Rastegar’s grandfather, however, pushed back on his teenage grandson.

“He gave me this disgruntled look and shook his head. He said, ‘No, you’re in America, and America is the land of opportunity,’” Rastegar recalled. “He pointed to one of these buildings … and said, ‘You need to buy five buildings like this.’”

Ari Rastegar said his “passion for real estate came from my grandfather.” (Ari Rastegar)


It would take Rastegar a few more years to officially get into the real estate business. Rastegar grew up in Texas and worked odd jobs and saved up as much money as he could. One of those jobs was flipping burgers and waiting on customers at Johnny Rockets. He also delivered pizzas. He saved enough money to buy his first car.

“We didn’t have much growing up, but to say that we really went without things would not be true, either. Both my mother and my father, my stepfather and my stepmother, went through excruciating links to make sure we always had the necessities,” Rastegar said. “We were aware that we were poor, but being in America, growing up in America, it’s hard to say that our life was some tragedy.”

He added that “early on, I exercised an entrepreneurial outlook on life,” Rastegar said. “Whether that was going to buy candy from Sam’s and selling it at school for a profit, or selling and trading baseball cards, I was always deal-making.”
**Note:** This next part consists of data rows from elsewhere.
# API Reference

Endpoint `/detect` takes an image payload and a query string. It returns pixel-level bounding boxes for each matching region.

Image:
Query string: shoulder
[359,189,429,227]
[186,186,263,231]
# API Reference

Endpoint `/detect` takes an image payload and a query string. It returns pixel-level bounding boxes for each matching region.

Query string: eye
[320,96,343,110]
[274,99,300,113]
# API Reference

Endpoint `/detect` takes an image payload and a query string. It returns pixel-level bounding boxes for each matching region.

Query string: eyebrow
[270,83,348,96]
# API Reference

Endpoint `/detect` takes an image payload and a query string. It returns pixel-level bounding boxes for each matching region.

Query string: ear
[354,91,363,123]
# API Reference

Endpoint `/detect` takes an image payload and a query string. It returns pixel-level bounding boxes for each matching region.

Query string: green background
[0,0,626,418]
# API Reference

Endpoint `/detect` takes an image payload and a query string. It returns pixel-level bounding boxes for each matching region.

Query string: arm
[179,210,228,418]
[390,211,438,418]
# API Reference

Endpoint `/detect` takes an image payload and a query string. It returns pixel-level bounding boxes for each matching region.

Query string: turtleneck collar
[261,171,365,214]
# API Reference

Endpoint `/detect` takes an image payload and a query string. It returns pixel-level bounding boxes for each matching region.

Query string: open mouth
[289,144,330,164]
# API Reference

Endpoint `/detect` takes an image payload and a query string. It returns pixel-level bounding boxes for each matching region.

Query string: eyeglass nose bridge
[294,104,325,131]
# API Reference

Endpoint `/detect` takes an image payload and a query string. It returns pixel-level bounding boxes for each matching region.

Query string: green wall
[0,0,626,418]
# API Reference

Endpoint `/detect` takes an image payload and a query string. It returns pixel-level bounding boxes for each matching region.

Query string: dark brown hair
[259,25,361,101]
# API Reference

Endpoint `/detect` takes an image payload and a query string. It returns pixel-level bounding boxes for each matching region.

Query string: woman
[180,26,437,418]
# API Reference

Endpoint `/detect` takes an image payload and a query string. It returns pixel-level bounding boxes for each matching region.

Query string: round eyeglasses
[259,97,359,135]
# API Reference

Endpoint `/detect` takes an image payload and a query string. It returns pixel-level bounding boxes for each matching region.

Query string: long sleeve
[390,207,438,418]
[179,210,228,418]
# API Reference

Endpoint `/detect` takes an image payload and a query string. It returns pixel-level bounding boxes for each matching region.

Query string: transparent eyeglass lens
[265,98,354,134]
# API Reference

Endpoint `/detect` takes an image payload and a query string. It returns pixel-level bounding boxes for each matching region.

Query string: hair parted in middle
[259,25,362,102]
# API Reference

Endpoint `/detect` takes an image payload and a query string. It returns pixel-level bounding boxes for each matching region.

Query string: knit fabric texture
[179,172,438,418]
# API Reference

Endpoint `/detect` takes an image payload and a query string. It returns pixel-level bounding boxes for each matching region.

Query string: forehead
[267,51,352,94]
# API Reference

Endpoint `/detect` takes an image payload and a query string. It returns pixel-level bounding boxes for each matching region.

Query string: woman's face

The deal-making and money-saving lifestyle set him up for his first real estate transaction in the mid-2000s while he was a law student at St. Mary’s University in San Antonio. Rastegar used some scholarship funds and money he saved from selling cars during the summer between college and law school to close his first real estate deal. He bought a single-family home in the Houston area and then flipped it for a profit.

“While I was in law school, I finally had the itch … to go out and start my first real estate investment company,” Rastegar said. “Being someone who loves arts and loves history and loves literature, real estate is a beautiful marriage of all of these things. It incorporates the sociology and the psychology of the city as much as it does the businesses that it houses, or the people that it houses.”

Rastegar worked as vice president of investments for Chelsea Hotels before founding his firm.

“There’s so much more to real estate than just bricks and mortar,” Rastegar said. “It was through that investigation of the depth that real estate has, and the effect it has on culture, the effects it’s had on history, all married together is really what ingrained this deep love for the practice.”